Saya mengerti Islam tidak langsung dari empunya, tidak langsung dari Rasulullah, tidak langsung dari teks Al-Quran atau hadits yang saya baca, tidak otodidak. Islam yang saya pahami adalah hasil dialektika antara literatur keagamaan yang saya baca dan kajian-kajian ilmiah yang saya ikuti.
Begini, awalnya saya mengerti Islam dari para ulama di Buntet Pesantren Cirebon. Mereka mengajarkan dan menginformasikan bahwa agama yang dibawa Rasulullah mengajarkan welas asih, tidak dengan amarah; apalagi kebencian.
Kemudian saya diperkenalkan dengan Gus Dur, Cak Nur, Ahmad Wahib, Ahmad Tohari, Mahbub Junaidi, Buya Hamka, Buya Haedar Nashir, Prof Quraish Shihab, Kiai Said Aqil Siroj, Buya Syafi'i hingga Kiai Lukman Hakim (Menteri Agama RI saat ini). Saya mengenalnya melalui buku, diskusi, atau bertemu langsung untuk mengetahui bagaimana Islam, sejak dulu hingga sekarang.
Mereka semua sepakat dan sependapat bahwa Islam itu berkewajiban menebar rahmat untuk semua, tak pandang bulu, dan tidak pilih kasih. Jadi, seperti itulah perjalanan pemahaman keagamaanku. Tidak secara otodidak, tapi melalui proses yang panjang. Bertahun-tahun.

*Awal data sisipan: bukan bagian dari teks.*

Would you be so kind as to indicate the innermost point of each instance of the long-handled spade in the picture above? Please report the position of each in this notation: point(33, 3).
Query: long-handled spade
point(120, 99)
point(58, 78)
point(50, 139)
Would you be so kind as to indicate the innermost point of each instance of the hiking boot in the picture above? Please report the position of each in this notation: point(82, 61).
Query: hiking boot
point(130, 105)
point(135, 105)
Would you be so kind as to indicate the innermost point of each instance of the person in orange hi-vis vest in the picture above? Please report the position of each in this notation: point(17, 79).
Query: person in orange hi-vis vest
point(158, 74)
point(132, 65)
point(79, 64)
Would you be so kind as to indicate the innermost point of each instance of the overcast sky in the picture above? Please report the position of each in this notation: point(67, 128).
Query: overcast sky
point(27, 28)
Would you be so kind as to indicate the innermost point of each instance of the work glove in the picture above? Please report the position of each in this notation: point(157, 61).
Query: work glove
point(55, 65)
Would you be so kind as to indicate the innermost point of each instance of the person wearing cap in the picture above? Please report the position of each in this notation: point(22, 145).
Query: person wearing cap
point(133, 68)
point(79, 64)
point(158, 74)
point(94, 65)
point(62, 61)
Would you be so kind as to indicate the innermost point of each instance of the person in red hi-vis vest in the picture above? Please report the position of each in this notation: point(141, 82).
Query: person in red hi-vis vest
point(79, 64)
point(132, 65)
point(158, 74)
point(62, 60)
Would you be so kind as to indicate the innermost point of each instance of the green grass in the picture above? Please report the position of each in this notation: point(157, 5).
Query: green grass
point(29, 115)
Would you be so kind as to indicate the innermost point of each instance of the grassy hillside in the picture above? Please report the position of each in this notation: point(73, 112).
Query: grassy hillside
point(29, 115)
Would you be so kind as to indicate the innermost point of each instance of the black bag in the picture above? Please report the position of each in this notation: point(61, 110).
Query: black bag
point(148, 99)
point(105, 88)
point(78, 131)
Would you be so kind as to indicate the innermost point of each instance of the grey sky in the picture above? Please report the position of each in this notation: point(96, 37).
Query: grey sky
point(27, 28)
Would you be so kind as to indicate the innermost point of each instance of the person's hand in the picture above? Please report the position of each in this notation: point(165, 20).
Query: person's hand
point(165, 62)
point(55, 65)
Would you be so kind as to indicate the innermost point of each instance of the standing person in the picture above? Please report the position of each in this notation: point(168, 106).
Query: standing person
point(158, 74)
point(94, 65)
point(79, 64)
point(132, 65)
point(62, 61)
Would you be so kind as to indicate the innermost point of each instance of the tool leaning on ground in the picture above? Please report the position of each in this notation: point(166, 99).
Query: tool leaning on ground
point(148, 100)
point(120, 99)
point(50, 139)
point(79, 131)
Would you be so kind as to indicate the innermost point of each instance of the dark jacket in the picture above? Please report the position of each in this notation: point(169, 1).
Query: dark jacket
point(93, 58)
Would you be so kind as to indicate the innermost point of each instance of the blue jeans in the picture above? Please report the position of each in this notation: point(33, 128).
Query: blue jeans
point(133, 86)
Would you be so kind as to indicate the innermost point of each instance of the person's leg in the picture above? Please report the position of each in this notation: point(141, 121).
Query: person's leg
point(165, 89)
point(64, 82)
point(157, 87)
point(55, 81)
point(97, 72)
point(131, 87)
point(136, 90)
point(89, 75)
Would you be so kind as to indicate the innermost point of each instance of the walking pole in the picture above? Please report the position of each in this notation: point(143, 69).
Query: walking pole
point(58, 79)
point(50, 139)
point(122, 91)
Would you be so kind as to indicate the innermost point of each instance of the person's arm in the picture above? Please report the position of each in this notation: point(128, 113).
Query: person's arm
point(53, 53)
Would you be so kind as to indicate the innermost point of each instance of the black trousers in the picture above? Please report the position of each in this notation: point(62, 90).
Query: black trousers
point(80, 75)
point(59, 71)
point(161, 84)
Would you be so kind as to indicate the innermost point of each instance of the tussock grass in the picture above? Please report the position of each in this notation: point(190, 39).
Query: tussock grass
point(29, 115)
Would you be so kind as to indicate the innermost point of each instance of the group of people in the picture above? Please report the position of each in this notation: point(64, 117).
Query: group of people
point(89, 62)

Saya jadi paham bahwa Rasulullah, menurut pengetahuanku tidak pernah membenci dan memusuhi. Tidak pernah mencaci apalagi memaki. Santun, penyayang, humoris, sederhana, dan pemersatu umat.
Cara berdakwahnya tentu dengan merangkul, bukan memukul. Mengajak diskusi, bukan menutup diri. Menghampiri, bukan menjauhi. Toh, kalau kita berbeda pandangan kenapa justru permusuhan yang dikedepankan?
"Ah, Aru liberal. Ngapain juga diskusi agama sama dia, mending dijauhin!"
Mungkinkah Nabi Muhammad berbuat seperti itu? Pernahkah beliau menjauhi musuh-musuhnya? Bukankah Kekasih Allah itu mengasihi semua makhluk tanpa pengecualian? Kalau saya dianggap musuh, kenapa justru dijauhi? Seperti itukah dakwah Kanjeng Nabi? Silakan dijawab dalam hati.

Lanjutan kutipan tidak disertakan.